# Pioneer vs Viking for firewood buggy



## Slackjaw (Nov 24, 2019)

I harvest blowdowns on 40 acres of mixed NC Bottomland for firewood. I have been using my 40 HP 4x4 tractor and 2008 Rincon quad with trailer.
I've been wanting to upgrade the quad to a SxS. Strapping down saws, jugs etc is a PITA. A small bed would be very nice to carry my lunch cooler and tools in.

I've narrowed down my choices to the Honda pioneer 700 and the Yamaha Viking. The Viking is more comfortable, has more legroom, bucket seats and is more "car like". It has true low range and is about 10 HP more than the Honda.
Downside is it's a CVT tranny.

The Honda is more utilitarian, bench seat, smaller bed and had a car type 3sp auto tranny.

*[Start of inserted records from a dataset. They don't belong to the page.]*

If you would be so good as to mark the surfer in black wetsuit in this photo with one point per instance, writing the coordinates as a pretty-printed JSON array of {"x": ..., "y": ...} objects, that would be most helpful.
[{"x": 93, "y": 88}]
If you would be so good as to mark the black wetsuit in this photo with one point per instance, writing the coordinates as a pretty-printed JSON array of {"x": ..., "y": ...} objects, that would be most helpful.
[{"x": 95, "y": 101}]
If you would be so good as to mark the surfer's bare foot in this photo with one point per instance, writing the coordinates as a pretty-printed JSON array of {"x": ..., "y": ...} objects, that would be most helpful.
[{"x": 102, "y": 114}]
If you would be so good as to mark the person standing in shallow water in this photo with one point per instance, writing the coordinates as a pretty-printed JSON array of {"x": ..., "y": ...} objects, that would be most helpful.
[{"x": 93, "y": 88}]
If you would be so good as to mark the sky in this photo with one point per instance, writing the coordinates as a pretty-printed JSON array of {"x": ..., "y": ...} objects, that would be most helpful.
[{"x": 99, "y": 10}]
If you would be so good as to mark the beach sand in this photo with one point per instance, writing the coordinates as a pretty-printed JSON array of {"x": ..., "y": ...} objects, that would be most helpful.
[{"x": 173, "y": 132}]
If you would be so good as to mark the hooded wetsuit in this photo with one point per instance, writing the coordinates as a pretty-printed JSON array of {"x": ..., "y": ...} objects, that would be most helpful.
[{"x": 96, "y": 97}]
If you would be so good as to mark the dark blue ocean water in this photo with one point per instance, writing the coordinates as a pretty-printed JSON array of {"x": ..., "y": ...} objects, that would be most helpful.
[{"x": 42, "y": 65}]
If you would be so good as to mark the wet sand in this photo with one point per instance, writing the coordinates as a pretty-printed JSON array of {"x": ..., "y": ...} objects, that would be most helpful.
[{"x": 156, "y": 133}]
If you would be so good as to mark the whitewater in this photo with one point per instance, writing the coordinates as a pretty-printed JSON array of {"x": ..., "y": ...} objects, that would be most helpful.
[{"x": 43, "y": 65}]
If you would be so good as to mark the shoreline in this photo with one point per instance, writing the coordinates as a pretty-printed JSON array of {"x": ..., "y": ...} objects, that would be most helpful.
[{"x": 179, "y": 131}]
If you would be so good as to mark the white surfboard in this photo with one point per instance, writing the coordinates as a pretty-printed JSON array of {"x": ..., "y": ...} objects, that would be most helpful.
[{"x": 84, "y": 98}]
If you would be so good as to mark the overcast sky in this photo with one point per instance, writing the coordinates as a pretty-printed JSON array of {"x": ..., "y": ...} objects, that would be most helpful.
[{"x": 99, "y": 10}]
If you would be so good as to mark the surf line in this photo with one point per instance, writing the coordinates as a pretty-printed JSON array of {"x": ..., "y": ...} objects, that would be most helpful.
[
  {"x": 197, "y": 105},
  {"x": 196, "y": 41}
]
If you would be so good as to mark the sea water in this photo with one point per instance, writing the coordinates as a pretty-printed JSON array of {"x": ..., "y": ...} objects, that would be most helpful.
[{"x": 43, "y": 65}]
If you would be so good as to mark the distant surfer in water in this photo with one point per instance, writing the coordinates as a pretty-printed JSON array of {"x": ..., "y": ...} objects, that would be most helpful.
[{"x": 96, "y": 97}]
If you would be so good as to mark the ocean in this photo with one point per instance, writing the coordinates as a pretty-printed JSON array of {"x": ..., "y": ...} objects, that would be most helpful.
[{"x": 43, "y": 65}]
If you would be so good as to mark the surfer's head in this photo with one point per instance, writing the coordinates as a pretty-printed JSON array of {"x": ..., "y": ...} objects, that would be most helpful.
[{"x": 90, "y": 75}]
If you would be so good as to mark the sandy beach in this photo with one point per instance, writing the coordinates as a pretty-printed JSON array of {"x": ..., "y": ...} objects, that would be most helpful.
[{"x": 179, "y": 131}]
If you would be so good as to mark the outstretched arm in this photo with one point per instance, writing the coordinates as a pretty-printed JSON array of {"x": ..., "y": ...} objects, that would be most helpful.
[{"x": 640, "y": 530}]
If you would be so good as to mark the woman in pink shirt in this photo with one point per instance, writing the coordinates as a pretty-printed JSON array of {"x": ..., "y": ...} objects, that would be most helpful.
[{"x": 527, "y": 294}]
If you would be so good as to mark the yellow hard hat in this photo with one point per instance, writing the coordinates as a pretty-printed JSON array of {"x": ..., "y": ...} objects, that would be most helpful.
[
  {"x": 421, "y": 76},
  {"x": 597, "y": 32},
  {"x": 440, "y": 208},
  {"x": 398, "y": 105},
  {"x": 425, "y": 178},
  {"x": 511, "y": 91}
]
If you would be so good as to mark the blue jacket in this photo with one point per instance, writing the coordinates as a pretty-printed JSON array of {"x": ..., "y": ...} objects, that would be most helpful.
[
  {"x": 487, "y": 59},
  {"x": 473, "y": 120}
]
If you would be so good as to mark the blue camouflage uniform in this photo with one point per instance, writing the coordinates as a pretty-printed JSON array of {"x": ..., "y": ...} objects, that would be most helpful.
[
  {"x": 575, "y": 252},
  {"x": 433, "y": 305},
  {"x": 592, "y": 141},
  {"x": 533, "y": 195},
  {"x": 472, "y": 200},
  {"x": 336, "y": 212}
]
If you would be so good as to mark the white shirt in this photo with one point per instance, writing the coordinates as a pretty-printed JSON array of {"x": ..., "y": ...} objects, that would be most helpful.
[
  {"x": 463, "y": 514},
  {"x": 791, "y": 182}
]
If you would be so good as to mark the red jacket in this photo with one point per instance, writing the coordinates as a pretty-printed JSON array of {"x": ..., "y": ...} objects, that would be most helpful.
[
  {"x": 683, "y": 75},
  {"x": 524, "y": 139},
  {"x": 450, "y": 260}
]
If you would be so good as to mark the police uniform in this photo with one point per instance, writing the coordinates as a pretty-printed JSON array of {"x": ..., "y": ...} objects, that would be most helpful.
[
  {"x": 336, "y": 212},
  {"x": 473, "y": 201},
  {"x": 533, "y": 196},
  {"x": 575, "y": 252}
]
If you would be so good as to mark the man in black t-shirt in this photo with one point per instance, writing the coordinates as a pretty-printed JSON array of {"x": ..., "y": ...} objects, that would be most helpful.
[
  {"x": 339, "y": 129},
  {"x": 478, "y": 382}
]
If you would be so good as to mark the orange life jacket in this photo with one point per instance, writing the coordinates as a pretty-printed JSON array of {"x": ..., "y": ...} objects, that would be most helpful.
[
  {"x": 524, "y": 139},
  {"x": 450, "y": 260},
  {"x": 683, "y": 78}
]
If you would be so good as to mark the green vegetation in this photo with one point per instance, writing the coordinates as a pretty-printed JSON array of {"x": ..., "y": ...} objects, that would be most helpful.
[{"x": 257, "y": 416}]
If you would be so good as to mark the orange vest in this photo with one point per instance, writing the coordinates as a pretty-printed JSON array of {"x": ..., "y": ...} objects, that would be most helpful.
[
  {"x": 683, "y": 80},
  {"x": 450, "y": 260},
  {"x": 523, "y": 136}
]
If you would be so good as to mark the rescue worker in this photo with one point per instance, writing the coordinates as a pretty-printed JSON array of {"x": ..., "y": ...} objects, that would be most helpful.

No low range.
It's about $1500 cheaper than the viking.

I'm not really a trail rider or mudder, so offroad capability isn't a big issue.

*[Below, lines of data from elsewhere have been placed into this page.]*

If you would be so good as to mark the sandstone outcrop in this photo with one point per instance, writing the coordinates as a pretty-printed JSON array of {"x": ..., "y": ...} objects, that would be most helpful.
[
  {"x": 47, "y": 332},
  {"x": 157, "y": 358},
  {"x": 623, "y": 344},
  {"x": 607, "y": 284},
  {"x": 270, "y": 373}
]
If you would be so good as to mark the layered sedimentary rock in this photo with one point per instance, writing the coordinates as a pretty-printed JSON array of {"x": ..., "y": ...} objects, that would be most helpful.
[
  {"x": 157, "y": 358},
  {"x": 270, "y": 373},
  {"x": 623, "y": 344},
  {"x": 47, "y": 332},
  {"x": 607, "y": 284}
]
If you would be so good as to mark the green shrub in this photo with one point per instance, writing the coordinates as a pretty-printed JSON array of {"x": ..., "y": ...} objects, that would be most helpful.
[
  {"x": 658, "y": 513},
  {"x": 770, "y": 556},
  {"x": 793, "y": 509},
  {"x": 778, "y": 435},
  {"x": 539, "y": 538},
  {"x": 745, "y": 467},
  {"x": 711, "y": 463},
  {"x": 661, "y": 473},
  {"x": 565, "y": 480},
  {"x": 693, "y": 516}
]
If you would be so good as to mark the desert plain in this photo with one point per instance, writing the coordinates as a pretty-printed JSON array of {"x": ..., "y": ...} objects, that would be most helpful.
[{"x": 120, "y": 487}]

The Yamaha has a "10 year belt warranty" so apparently its enough of an issue to offer a warranty on.

Anyone have thoughts on which would better suit me? I take care of my equipment pretty well and tend to keep things a long time.

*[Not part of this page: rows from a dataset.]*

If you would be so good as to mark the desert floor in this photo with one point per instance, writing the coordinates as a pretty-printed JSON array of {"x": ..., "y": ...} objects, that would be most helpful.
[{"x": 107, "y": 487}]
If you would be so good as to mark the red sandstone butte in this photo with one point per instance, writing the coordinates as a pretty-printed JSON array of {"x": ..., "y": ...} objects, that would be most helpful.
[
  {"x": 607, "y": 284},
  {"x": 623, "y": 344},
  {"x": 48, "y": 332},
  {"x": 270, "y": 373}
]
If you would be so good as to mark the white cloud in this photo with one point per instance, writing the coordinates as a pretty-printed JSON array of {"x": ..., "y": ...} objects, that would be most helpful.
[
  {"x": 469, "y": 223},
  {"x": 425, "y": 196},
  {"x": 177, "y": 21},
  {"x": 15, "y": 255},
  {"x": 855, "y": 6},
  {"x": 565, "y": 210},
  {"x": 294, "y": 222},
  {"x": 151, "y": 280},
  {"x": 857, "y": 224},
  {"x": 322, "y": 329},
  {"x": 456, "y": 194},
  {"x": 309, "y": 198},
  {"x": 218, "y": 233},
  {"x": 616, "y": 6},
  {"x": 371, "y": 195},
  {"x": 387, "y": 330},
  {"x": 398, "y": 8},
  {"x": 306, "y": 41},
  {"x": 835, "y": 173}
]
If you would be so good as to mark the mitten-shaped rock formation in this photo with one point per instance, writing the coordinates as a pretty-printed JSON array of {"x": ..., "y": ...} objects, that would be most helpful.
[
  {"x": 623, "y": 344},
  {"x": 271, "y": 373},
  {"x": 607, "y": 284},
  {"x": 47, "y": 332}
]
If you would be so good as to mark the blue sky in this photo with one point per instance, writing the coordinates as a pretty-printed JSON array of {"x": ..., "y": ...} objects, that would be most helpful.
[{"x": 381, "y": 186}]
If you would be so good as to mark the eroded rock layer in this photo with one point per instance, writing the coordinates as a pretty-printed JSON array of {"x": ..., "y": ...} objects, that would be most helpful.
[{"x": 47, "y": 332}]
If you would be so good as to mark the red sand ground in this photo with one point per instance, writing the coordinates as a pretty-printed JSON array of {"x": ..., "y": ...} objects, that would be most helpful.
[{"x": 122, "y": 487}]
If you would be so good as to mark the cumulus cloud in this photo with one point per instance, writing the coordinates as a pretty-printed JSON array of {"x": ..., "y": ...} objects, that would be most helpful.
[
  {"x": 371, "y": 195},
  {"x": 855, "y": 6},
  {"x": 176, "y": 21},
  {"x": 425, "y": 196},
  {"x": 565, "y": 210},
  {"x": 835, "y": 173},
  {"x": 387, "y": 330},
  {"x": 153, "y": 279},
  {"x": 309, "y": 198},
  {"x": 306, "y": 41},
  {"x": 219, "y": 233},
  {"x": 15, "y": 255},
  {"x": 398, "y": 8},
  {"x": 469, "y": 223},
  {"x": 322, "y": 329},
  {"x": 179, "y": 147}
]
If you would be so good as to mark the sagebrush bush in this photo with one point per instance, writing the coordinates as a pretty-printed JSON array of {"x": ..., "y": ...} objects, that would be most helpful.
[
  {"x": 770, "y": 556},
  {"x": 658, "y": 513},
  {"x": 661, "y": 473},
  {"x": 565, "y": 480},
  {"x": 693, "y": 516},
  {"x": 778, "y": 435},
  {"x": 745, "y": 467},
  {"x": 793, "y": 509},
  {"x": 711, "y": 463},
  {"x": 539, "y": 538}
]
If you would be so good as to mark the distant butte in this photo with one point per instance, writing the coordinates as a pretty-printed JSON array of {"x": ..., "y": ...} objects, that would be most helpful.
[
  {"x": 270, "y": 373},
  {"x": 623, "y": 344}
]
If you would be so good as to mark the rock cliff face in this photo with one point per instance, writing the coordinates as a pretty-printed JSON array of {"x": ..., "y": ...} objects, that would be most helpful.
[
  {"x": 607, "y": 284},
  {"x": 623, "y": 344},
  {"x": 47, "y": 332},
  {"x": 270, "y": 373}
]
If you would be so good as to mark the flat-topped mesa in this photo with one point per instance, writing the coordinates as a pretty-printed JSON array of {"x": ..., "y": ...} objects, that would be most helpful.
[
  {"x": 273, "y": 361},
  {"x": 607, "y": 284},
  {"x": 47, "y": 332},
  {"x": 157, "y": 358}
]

ETA, I'm not opposed to other brands.
I see Kubota has a SxS with awsome finance rates.
I dont care for Polaris.
The Kawasaki mule looks too much like a golf cart for me. If I'm going to pay $12k for a UTV, its gonna at least look cool.


----------



## Oliver Durand (Nov 24, 2019)

ETA, I'm not opposed to other brands.
I see Kubota has a SxS with awsome finance rates.
I dont care for Polaris.
The Kawasaki mule looks too much like a golf cart for me. If I'm going to pay $12k for a UTV, its gonna at least look cool.[/QUOTE]

The Kubotas are pretty ruggedly built. Perhaps not quite bulletproof, but tough. The hydrostat transmission makes them a little more spendy but I have yet to see one of them fail. Diesel is a plus for torque. I don't know if they offer a gas version.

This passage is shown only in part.